Si dice che la dimensione privilegiata dei ragazzi che vivono e studiano in casa sia lo schermo. In realtà ogni situazione è diversa; a diventare misura del mio mondo, ad esempio, è stata la voce, più che la luce di un monitor. La mia stessa voce, che ho cominciato ad ascoltare per capirne i limiti e le possibilità espressive; la voce delle persone che abitano nel palazzo; la voce della radio e dei podcast, più presenti della tivù e delle serie in streaming.
C’è modo e modo di elogiare il silenzio. Non sempre il silenzio è fecondo.

A volte il silenzio è presagio di una stanchezza che allunga la propria ombra sterile, avvelenando l’aria e causando una lenta, corrosiva implosione delle energie vitali. Sono i momenti nei quali le parole sono finite. Un lutto che non riesci a decifrare offusca le abitudini. Qualcosa è cambiato e tu non lo hai saputo comprendere. Qualcosa è cambiato e ti trovi sdraiato inerme su un letto, o accasciato su una sedia, o seduto sul pavimento con le gambe schiacciate contro il petto. Il silenzio infecondo del lutto che grava senza rivelare il proprio volto ti porta a cercare una voce.

È così che la radio mi ha salvato la vita. Per ragioni di ipersensorialità e sinestesia, non sono in grado di udire una voce al telefono o alla radio e connetterla automaticamente all’immagine di un corpo umano. La voce per me è pura tensione emotiva, disincarnata, che si fonde con gli oggetti, le persone, gli animali, il paesaggio che vedo di fronte a me. Essa atterra nella materia presente e la pervade con le proprie frequenze. Se disegno un volto mentre ascolto la radio, la voce trasmessa lo irrora gentilmente come un ruscello che si infiltri nei canali di un piccolo orto. Così sottraggo a se stesso il silenzio infecondo; vi semino e vi coltivo l’emozione, il tratto del disegno e la voce intercettata dalle antenne della radio diventano una cosa sola.

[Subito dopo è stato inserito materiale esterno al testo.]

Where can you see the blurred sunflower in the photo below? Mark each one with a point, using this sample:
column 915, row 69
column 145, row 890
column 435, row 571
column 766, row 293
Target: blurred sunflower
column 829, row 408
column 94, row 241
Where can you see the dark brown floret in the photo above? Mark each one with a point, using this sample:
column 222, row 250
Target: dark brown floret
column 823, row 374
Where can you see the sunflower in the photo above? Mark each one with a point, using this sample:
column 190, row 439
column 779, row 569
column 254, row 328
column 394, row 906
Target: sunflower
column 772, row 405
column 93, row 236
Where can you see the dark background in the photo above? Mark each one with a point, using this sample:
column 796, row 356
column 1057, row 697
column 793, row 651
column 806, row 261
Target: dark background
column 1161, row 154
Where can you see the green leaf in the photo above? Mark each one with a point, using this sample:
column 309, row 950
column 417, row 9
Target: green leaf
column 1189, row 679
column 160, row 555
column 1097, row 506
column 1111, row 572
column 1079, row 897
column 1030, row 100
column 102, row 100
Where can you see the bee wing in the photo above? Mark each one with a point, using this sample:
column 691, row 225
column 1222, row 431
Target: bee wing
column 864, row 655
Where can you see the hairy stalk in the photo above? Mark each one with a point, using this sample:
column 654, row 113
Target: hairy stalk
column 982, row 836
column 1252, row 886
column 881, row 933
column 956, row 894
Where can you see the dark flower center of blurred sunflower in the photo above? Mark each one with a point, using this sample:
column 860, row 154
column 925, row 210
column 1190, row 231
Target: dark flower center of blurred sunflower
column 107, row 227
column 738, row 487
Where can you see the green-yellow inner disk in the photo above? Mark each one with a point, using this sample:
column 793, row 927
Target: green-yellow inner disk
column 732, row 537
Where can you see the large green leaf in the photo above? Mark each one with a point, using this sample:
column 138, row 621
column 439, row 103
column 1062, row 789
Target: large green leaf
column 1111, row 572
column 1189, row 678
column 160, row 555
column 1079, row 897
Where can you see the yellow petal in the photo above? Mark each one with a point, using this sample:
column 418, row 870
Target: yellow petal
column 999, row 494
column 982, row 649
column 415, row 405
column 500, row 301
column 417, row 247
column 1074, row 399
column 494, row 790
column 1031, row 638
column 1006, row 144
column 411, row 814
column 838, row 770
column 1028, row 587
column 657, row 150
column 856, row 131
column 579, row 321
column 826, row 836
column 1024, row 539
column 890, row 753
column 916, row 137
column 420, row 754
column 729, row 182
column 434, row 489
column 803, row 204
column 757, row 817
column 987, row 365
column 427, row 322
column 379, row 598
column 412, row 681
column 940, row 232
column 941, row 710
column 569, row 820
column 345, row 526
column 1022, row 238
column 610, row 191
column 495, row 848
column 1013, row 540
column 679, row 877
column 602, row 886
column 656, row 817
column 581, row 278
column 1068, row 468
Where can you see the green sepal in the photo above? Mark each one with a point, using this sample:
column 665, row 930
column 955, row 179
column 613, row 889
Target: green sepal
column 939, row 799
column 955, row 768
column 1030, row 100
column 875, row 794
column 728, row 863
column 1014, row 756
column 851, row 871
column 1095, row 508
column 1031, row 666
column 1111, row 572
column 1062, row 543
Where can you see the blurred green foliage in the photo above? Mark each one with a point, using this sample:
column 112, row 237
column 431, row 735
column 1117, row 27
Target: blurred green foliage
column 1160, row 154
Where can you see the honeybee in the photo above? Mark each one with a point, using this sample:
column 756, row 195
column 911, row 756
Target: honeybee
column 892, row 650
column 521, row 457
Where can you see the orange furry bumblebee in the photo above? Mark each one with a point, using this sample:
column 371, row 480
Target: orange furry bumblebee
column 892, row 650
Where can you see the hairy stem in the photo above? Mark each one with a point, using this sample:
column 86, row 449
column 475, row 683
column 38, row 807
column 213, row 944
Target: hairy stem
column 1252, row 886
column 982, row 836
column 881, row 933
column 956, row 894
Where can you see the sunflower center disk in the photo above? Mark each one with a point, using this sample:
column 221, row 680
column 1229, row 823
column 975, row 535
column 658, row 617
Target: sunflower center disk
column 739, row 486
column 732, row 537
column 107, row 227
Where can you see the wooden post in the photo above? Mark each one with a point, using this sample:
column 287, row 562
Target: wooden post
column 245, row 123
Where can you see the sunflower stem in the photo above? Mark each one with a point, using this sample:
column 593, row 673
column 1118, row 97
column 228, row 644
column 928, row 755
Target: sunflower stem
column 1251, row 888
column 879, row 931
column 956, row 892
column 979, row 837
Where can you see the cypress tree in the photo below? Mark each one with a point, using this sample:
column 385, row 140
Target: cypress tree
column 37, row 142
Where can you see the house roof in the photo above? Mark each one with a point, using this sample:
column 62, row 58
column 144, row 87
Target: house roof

Un giorno mi affacciai alla finestra mentre ascoltavo la radio. Era una sera di tarda primavera. Il tramonto effondeva bagliori rosa e arancio nelle volute severe dei cumulonembi. Un temporale marino, di quelli che durano pochi minuti e, pur approssimandosi, non oltrepassano la linea del porto e riversano giganteschi fulmini azzurri senza che il vento di tramontana ne porti il fragore.

Nessun tuono, quindi; udivo solo la radio, le voci che danzano fra uno scherzo, una critica che diventa subito pensiero laterale, uno sterzare instancabile che non perde mai la rotta, un gioco felice e disinteressato dell’intelletto. Guardare il temporale al ritmo di quel gioco, ballare con i fulmini che non tuonano, respirare il tramonto senza malinconia. Il lutto raggrumato nel petto comincia a sciogliersi. Il silenzio è di nuovo meraviglia: neanche i fulmini lo disturbano. Il mare è calmo. Vento di tramontana.